The EPA estimates that about one-third of all residential water usage in the US goes toward watering lawns and gardens, and that’s about 7 billion gallons of water. Worse than that, experts believe that up to half of that water is wasted because of evaporation and other inefficiencies in outdoor watering systems and techniques. There are actually many simple ways to correct this – in fact, many people simply water their lawns too frequently, so cutting back will save you not only money, but also time and energy.

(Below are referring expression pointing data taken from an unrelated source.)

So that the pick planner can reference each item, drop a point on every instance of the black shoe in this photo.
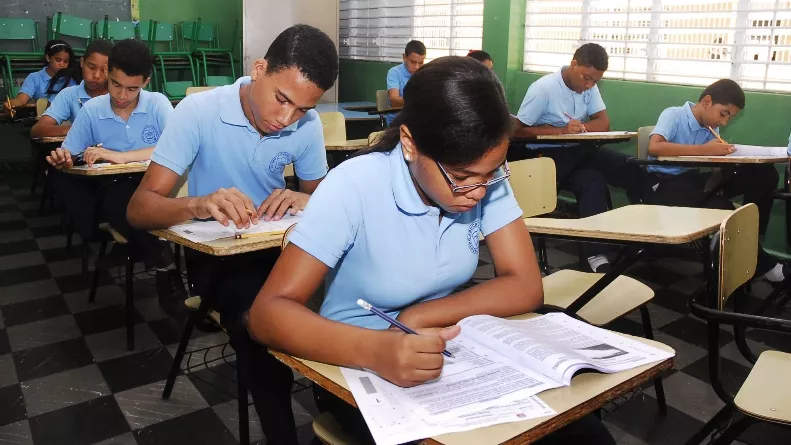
(171, 293)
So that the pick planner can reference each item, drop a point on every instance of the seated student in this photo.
(399, 226)
(126, 123)
(482, 56)
(92, 78)
(236, 141)
(397, 76)
(58, 55)
(684, 131)
(569, 102)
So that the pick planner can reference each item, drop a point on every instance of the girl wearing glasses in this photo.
(398, 226)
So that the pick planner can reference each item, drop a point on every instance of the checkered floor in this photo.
(66, 378)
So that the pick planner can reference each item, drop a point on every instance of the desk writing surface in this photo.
(637, 223)
(587, 392)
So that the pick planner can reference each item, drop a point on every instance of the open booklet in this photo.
(497, 361)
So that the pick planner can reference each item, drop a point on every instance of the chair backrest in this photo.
(643, 134)
(382, 100)
(535, 189)
(738, 245)
(334, 125)
(193, 90)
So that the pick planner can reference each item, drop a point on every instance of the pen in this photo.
(367, 306)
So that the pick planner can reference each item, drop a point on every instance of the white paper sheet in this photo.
(205, 231)
(391, 422)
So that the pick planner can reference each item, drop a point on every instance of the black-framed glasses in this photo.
(504, 173)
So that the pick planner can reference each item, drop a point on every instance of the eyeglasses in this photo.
(505, 172)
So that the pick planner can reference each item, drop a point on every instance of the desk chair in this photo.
(533, 182)
(766, 395)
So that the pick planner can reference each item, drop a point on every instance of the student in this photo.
(58, 54)
(397, 76)
(126, 123)
(569, 102)
(482, 56)
(399, 227)
(236, 140)
(684, 131)
(92, 78)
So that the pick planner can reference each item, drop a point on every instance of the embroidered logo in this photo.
(150, 134)
(472, 236)
(279, 162)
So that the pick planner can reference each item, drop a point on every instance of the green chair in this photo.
(70, 26)
(17, 32)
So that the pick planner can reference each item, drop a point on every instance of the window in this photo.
(675, 41)
(379, 29)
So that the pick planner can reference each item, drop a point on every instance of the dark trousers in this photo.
(588, 430)
(83, 197)
(268, 380)
(756, 183)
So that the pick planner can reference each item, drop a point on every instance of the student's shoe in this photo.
(171, 293)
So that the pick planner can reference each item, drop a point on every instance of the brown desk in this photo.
(587, 393)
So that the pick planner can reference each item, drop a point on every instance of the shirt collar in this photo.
(231, 111)
(404, 191)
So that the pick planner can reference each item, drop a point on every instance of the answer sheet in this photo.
(391, 422)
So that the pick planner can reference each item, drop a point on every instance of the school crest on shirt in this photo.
(472, 236)
(279, 162)
(150, 134)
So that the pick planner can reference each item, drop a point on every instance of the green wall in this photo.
(766, 119)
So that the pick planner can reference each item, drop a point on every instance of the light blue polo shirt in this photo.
(679, 126)
(35, 85)
(548, 98)
(367, 223)
(397, 77)
(97, 123)
(68, 103)
(210, 133)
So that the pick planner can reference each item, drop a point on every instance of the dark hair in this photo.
(307, 49)
(479, 55)
(74, 72)
(50, 49)
(415, 46)
(455, 109)
(132, 57)
(592, 55)
(724, 92)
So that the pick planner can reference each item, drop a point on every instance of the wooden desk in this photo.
(636, 223)
(587, 393)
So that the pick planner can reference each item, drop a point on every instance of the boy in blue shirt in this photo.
(68, 103)
(688, 130)
(119, 127)
(414, 56)
(236, 140)
(569, 102)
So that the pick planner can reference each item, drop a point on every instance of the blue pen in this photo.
(369, 307)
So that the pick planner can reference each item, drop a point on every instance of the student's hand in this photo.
(409, 360)
(93, 154)
(226, 206)
(280, 202)
(574, 127)
(60, 158)
(715, 148)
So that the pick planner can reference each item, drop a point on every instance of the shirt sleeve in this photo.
(80, 135)
(596, 103)
(60, 108)
(533, 105)
(311, 163)
(498, 208)
(331, 219)
(180, 140)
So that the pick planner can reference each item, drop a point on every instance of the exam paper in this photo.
(205, 231)
(391, 422)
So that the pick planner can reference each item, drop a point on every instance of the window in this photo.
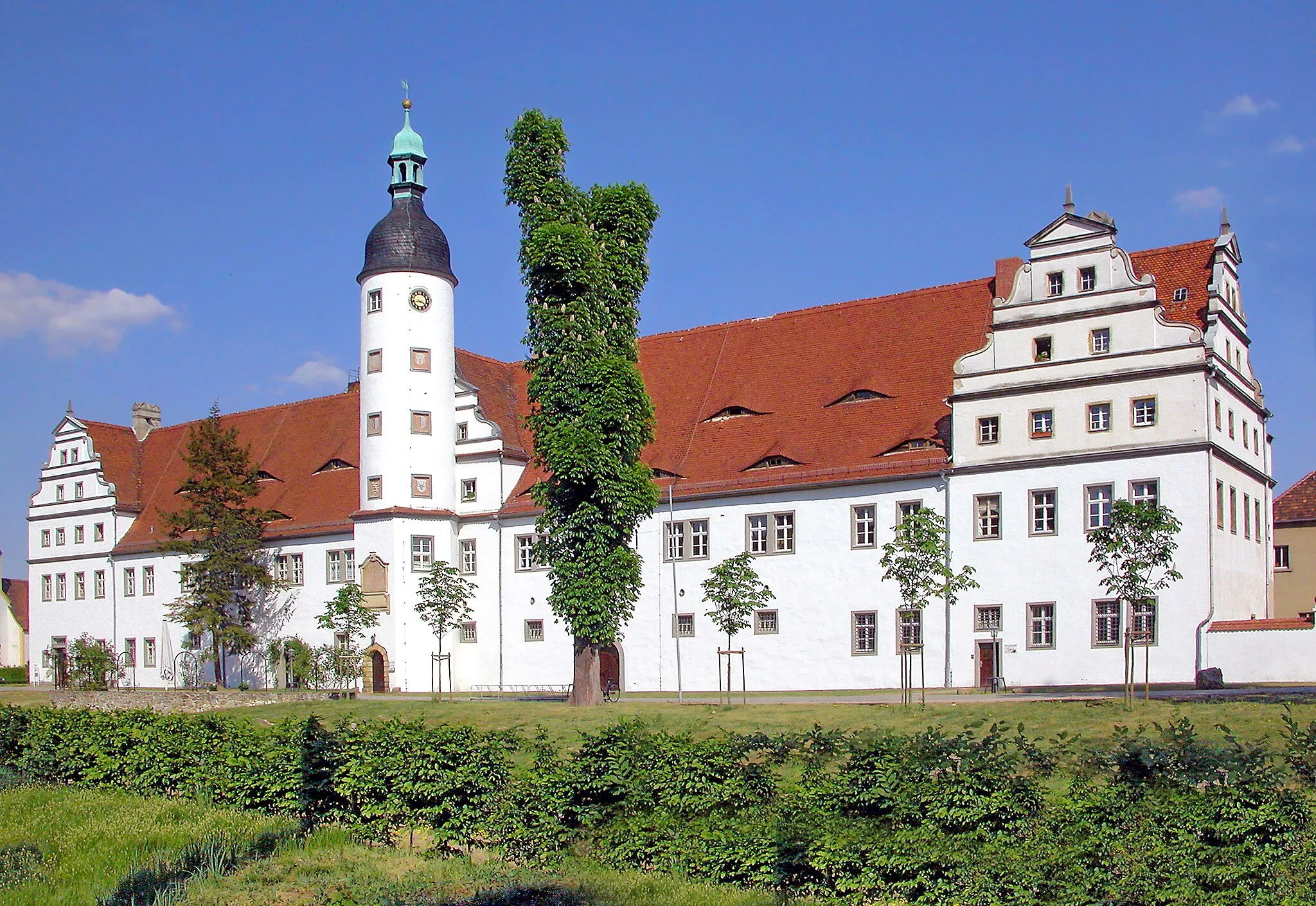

But there’s a way to seriously cut back on your lawn maintenance expense and hassle. It’s a bit of work up front, and some expense, but once everything’s established… well, just imagine only having to mow once a year. And rarely or never needing to apply chemicals to your lawn or landscaping. You can have all this and a beautiful lawn.
The low maintenance lawn
Creating a low maintenance lawn involves replacing your existing turf grass and landscaping with plants that need very little water, little or no fertilizer or weed protection, and little or no work from you. Getting a low maintenance yard established involves:
- Getting rid of all the weeds in your planting area.
- Buying seeds to plant, plus optional items like mulch .
- Planting the low maintenance yard.
- Some TLC – some plants need frequent watering at first, for example.
- Once the new lawn is established, sit back and enjoy your free time and extra spending money, and the knowledge that you’ve done something very environmentally friendly, too.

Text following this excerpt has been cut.